God Of War is a Chinese/Hong Kong venture which sees the Chinese face-off against pirates and Japanese soldiers pretending to be pirates.
General Qi Jiguang, Wenzhou Zhao (True Legend, The Blade), is an up and coming general in the Ming Dynasty where his stock is up after multiple pirate defeats.
General Yo Dayou, Sammo Hung (Winners & Sinners, Martial Law (TV)), is an old hand, more suited to the sea. He’s been battling a particularly tricky set of pirates for months with little success.
The timeline he’s been giving for achieving his goal of destroying the pirates by the General is running out. So the General brings in Qi Jiguang to give him a hand.
He successfully defeats the pirates but the Japanese get away and manage to gather more troops for a round two. They plan to attack at multiple points, aiming to take out the Ming Dynasty before it’s even started.
Gordon Chan (The Medallion, Thunderbolt) is the man behind the camera with Frankie Tam (The Four, Lawless Kingdom), Maria Wong (The Four, Mural) and MengZhang Wu (Out Of Inferno) are the writing team.
Let’s start with the good; the sound is nothing short of epic. If you get the chance to see this in a surround sound environment, make sure it’s turned up to the max.
The fight scenes are stunning, a staff fight between the two generals is a particular standout from a sound point of view.
The camera is handled ok, it’s not brilliant, there’s a few too many close-ups which means we miss some of the action. Though the final fight scene is nicely done.

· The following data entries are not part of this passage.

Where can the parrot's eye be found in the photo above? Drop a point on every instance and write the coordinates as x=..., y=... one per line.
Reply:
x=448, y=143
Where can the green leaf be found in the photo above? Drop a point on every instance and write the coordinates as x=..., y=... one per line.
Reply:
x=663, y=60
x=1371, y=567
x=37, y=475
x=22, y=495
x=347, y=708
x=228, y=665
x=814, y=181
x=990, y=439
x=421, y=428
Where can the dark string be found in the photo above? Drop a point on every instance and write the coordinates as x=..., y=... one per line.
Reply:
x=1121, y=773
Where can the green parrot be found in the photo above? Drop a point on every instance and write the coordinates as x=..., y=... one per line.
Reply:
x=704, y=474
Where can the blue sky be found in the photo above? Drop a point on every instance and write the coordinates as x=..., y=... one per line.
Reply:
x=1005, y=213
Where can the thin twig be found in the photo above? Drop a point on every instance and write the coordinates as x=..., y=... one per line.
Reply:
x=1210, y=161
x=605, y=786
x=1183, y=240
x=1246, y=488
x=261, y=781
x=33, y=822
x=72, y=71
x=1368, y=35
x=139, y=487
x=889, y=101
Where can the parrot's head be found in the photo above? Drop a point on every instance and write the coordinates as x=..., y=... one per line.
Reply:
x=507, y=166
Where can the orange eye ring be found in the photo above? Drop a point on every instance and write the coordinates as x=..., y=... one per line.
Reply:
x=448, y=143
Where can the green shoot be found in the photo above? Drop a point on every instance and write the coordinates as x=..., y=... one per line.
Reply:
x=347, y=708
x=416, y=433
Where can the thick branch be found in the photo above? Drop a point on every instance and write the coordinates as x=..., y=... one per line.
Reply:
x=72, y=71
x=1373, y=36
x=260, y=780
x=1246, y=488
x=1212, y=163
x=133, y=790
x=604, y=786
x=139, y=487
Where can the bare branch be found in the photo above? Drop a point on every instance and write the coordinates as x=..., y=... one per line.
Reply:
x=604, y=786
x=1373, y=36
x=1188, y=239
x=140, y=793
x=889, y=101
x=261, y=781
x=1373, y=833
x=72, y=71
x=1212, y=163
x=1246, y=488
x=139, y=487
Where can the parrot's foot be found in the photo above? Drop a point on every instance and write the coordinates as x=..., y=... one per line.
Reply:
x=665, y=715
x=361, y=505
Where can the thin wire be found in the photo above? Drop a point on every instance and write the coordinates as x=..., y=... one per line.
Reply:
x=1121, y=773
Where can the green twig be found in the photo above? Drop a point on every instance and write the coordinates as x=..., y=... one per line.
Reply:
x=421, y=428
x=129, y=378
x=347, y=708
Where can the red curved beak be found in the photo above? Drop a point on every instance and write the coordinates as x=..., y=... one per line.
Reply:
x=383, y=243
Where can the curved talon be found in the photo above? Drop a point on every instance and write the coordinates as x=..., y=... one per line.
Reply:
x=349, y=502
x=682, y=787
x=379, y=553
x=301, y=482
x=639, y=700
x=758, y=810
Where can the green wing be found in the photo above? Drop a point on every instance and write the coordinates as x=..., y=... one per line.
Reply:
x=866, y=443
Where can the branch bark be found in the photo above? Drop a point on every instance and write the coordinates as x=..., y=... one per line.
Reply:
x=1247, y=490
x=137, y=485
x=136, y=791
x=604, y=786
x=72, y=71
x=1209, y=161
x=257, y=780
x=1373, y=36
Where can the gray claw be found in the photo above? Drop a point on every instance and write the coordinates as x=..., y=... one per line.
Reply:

Having said that, the fight choreography is blindingly brilliant. Pengfei Qin (Red Cliff, Reign Of Assassins) is responsible and he should be very proud of what he’s arranged.
Ye old favourite Sammo isn’t in the movie for that long, it focuses mainly on Zhao who does well as the leader and new favourite in battle.
This movie leans heavily on the strategy side of war with Sun Tzu’s The Art of War even receiving a mention. It’s an interesting take, though some of the decisions and subsequent actions take very little time to occur which, given the two-hour run-time and slow-pace, isn’t great.
The main downfall of the movie, and I except this may be a problem with the preview copy I was supplied, is that the subtitles are next-to impossible to read.
White on white does not make for easy reading, they’re also quick, zipping through at times and this isn’t one of those films you can just watch without knowing what they are saying.
This adds to the overall confused nature of the film. It’s slow and yet parts that feel important, like you should be paying attention, zip through with breakneck speed.
Adding to the confusion is Qi’s wife, played by Regina Wan (Hide And Seek, Threads Of Time). She gets hugely, OTT, upset at the slightest thing her husband does.
You get the feeling this has been included purely because she is required to step up and kick some ass later, but it feels out of place and tacked on. It makes for some odd scenes when she’s involved.
God Of War isn’t the kick-ass, fight-a-minute movie you may be expecting, with strategy featuring heavily. When the fight scenes arrive though, they are decent, but it’s the sound effects that stand out and make God Of War pop. Just a shame there wasn’t more of that.